My Daughter in Me
This parenting thing isn’t for sissies. The struggles and joys my children offer are as different as they are, but my eldest and I seem to have the lion’s portion of shared challenges. Both of us can be too eager to please and our shame is on a hair-trigger. These tendencies pull us away from our best selves and, occasionally, from one another.
Knowing this about myself hasn’t helped me nearly as much as I had hoped it would when it comes to my mini-me. There are times when knowing how her brain ticks gets mine ticking in her favor. Then I can help her see room for growth versus evidence of unworthiness.

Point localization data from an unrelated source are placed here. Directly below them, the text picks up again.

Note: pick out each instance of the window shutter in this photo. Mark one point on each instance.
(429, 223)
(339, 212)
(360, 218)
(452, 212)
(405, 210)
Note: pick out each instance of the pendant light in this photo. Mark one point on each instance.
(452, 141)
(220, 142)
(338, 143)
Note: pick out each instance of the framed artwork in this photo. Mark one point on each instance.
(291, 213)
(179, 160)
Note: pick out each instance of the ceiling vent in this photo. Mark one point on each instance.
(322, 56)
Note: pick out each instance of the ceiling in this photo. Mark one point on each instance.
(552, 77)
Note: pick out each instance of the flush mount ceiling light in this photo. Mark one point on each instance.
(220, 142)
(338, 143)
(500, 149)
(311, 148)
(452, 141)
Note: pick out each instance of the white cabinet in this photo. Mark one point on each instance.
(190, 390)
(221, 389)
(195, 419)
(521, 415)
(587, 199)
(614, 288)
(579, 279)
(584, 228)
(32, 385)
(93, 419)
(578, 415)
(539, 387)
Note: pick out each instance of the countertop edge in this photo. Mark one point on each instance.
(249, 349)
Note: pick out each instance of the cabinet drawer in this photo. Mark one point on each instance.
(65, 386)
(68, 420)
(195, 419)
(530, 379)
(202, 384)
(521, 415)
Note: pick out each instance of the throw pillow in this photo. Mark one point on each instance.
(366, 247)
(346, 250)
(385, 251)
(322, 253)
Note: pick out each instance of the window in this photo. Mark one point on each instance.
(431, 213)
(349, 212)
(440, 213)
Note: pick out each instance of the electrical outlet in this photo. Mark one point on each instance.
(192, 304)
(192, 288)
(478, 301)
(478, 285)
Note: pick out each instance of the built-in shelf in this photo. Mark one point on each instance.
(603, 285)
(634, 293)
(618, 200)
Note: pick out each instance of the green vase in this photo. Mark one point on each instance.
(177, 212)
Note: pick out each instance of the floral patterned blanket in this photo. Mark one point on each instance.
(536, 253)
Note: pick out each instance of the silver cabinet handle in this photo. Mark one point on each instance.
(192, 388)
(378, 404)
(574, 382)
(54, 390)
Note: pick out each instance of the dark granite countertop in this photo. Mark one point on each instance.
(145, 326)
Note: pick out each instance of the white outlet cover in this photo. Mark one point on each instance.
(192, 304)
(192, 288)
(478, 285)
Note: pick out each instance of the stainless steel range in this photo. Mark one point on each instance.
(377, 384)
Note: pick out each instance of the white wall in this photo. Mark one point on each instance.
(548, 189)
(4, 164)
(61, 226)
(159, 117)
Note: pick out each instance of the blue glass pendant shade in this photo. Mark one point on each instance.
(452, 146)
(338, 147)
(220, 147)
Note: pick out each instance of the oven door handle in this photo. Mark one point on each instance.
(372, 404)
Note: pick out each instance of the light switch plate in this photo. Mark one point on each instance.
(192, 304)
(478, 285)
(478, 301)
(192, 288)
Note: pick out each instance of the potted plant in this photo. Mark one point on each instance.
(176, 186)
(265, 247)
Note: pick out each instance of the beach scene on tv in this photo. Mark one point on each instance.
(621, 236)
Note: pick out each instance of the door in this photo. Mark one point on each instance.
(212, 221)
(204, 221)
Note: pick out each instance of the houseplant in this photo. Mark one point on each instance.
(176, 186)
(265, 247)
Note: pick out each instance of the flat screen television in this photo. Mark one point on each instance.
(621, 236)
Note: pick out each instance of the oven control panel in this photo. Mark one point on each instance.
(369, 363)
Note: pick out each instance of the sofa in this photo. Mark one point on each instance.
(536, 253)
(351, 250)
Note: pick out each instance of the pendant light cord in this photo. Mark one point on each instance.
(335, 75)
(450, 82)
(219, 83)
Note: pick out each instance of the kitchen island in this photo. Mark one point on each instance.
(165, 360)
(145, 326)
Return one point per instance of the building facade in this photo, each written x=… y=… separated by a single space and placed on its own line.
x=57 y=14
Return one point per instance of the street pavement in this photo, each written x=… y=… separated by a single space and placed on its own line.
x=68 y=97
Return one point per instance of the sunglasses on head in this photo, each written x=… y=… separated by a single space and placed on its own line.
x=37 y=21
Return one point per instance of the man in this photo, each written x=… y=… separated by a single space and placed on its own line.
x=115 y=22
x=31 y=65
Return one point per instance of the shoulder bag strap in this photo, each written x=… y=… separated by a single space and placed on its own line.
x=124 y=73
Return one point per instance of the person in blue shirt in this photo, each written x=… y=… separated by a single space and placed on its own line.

Or I can encourage her to use authenticity versus persona to build connection.
Too many other times, though, knowing what’s happening in her head doesn’t give me one single advantage. Then all I can do is cross my fingers on the sidelines while she swings too freely between questioning her competence and inflating it.
To be fair, the outside world thinks my girl has the world by the tail. People see her as confident, wise, and unique. And she is. But, she’s the other stuff, too. Like most of us, she has lots of sides and though some seem contradictory, they sit right alongside one another.
On the other hand, maybe I am projecting too much of my own stuff onto her. Maybe my worries are just that – my worries. Goodness I hope that’s the case.
Regardless, I remind myself I got through my childhood, adolescence, and young adulthood to arrive at a (generally) functional middle adulthood. I find joy and connection regularly and, by my estimate, that’s more than something. When my wiser self can get a word in edgewise, she reminds my worried self of that. I just hope all those snapchats my girl’s been sending really do disappear.